Atom Karınca lakaplı Türk futbolcu ve teknik direktör. Profesyonel kariyeri boyunca hep aynı takımda* yer almıştır.
Kendisiyle "Rıza Efendi iki ekmek bir süt" diye dalga geçemeyenlerin dediği gibi bir kapıcı çocuğudur. Aslen Sivaslı olan babası, taş ocağında çalışırken iş kazası geçirir ve İstanbul'a göç ederek toto karaca tiyatrosu'nda gece bekçiliği, daha sonra Bebek'te apartman kapıcılığı yapar. Küçük Rıza da bu koşullarda ilkokuldan sonra okuyamaz, bakkal çıraklığı yapar. 13 yaşındayken de şeref stadı'nda Beşiktaş altyapı seçmelerine girer, üçüncü başvurusunda sınavı kazanır.
İlk kez 1980-81 sezonunda, henüz 18 yaşındayken A takımda süre alır. Dönemin teknik direktörü dorde miliç, biraz da mali imkansızlık sebebiyle genç takımına güvenmekte, boşlukları ulvi güveneroğlu, kadir akbulut, ziya doğan gibi gençlerle doldurmaktadır. Genç Rıza da böyle bir takımda yer bulur. Orta sahanın sağ iç kanadında oynayan bu çekik gözlü kara çocuk hızla taraftarın sevgilisi olur, hızı ve top taşıma gücüyle "Atom Karınca" lakabına layık görülür. Ayrıca ceza sahasına kestiği muz ortalarla ünlü hücum hattı Metin ali feyyaz'ın da belli başlı kaynaklarından biridir. Tekniği onu milli takımın da gediklilerinden yapar. Hatta o dönem Beşiktaş'tan milli takıma düzenli çağrılan birkaç kişiden biri de Rıza'dır. 1989'da da Bir dönem ev arkadaşlığı yaptığı rıdvan dilmen'e Avusturya maçında güzel bir kafa golü attırmıştır. Şeytan* o maçta feyyaz uçar'a "sizin neden sık sık kafa golü attığınızı şimdi anladım, RIza'nın kestiği ortaya kafa vurmamak olmaz" demiş. (o dönemden kalma bir fotoğraf: pbs.twimg.com/... )

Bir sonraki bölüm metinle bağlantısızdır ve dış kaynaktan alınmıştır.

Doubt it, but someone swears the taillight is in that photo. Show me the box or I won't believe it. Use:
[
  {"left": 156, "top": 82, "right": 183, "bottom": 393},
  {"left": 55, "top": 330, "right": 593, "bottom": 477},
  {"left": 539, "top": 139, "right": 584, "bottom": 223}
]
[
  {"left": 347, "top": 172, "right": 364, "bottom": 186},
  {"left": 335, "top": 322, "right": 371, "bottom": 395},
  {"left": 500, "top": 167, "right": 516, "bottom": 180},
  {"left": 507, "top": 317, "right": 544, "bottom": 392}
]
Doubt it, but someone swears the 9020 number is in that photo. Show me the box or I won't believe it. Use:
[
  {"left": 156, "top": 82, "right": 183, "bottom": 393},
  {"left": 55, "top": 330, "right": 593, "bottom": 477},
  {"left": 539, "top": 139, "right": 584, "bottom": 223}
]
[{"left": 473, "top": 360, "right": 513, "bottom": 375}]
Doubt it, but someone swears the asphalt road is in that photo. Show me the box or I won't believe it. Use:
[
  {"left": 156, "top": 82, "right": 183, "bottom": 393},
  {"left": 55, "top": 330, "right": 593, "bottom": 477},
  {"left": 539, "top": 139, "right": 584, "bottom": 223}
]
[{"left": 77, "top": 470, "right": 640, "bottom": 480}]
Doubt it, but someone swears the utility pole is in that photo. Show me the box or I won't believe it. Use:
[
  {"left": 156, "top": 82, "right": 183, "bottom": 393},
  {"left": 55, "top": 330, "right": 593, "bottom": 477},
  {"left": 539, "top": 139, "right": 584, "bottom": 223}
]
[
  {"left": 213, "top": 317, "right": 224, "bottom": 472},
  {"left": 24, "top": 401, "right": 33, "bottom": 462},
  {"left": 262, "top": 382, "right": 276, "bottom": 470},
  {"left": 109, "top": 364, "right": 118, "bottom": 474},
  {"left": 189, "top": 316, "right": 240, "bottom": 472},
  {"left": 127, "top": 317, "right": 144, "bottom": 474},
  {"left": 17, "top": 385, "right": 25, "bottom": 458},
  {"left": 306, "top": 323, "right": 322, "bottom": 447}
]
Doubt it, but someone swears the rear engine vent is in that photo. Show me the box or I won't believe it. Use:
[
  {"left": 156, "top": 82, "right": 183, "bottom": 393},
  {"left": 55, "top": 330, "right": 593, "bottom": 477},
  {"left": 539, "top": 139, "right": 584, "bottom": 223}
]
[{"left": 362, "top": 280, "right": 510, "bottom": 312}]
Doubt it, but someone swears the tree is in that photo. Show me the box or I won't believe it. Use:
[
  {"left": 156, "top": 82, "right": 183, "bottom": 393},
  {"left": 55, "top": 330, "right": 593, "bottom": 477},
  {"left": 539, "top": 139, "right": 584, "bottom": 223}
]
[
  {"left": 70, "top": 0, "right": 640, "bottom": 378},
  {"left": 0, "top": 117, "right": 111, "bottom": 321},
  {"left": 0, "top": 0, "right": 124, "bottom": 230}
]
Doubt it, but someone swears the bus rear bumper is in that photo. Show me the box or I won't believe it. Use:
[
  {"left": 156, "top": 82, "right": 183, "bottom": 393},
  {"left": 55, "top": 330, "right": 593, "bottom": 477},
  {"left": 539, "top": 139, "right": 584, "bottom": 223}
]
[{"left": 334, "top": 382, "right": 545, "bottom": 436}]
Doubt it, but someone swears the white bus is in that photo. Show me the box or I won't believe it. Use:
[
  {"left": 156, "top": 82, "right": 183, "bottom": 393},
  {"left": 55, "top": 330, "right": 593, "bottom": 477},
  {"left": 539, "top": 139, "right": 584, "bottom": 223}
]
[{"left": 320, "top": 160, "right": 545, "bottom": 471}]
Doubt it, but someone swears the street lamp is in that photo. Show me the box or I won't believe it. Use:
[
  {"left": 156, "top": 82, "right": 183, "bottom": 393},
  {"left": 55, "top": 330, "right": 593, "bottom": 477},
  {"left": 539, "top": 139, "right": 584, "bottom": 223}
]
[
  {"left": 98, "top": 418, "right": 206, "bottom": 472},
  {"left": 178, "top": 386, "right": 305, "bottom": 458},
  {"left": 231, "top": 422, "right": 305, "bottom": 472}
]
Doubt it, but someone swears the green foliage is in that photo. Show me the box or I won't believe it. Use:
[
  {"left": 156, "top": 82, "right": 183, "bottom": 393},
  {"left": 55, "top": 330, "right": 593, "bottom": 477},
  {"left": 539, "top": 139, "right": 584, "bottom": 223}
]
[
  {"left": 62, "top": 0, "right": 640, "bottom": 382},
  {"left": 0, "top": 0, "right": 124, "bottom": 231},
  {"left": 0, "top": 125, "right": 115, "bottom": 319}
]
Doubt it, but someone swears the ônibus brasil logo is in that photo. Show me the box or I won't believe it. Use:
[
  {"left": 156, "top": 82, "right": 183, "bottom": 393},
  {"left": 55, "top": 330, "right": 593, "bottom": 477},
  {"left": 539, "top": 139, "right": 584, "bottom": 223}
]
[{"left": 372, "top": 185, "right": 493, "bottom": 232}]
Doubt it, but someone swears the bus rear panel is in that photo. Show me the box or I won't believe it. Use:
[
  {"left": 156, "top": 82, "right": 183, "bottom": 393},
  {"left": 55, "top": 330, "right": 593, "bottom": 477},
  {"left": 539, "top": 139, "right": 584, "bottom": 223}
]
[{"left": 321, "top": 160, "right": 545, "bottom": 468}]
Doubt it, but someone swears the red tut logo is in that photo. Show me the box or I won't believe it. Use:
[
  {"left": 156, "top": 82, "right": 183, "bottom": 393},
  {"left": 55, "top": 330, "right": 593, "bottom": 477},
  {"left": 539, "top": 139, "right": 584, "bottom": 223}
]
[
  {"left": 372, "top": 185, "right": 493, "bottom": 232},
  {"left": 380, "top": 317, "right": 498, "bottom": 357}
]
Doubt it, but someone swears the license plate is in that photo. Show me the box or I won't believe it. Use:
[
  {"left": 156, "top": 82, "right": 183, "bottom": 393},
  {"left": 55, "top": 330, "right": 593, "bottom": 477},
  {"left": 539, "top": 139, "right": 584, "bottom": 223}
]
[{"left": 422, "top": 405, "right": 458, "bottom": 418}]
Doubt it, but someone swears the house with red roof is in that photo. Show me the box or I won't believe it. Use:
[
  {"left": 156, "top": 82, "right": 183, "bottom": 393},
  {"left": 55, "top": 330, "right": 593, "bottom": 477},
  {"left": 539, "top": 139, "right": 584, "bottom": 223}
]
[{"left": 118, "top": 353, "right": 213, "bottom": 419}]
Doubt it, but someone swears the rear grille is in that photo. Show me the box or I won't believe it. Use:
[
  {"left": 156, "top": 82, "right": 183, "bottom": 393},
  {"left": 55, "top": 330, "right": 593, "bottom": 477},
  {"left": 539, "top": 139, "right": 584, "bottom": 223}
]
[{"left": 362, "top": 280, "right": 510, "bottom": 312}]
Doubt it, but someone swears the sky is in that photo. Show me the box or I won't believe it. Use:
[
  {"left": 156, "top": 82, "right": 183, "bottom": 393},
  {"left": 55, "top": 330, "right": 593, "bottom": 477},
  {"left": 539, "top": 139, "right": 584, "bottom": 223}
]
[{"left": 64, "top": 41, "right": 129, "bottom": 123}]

samet aybaba'nın futbolu bıraktığı 1988'den 1996'ya kadar takımın kaptanı ve abisi olan Rıza; tam 33 yaşında futbolu bırakır ve mustafa denizli'nin milli takımda yardımcı antrenörü olur. ingiltere'de kurslara devam ederek anamızın liginde teknik direktörlüğe başlar. Elveym bu işi yapmaktadır. Beşiktaş'ı da iki yarım sezon (devre arasında gelmiş devre arasında gitmişti galiba) çalıştırmış, 2005'te ünlü Fenerbahçe deplasman galibiyetine imza atsa da genel sonuçların kötülüğü sebebiyle gönderilmişti. O gün bugündür çalıştırdığı her takımda Beşiktaş maçlarına büyük bir hırsla hazırlanır, adeta "başganım beni al" diye kendini yırtar.
çok başarılı bir teknik adam, düşük bütçeyle muazzam işler başarıyor. herhangi bir nas'ı kendisinin elindeki ekip neyse ona göre futbol oynatıyor bence. şenol güneş yerine kendisi gelsin isterdim beşiktaş'a ama sivasspor için kötü olurdu o zaman tabii.
Beşiktaş için berbat giden bir sezonda elini taşın altına koyarak sezonun kalan süresinde teknik direktörlük görevini sırtlamıştır. Futbolculuğuna, karakterine, teknik direktörlüğüne diyecek laf yok, sırf onun için bu sürede Beşiktaş için dua bile ederim. Böyle güzel insanlar çalışmalı, futboldan uzaklaşmamalı.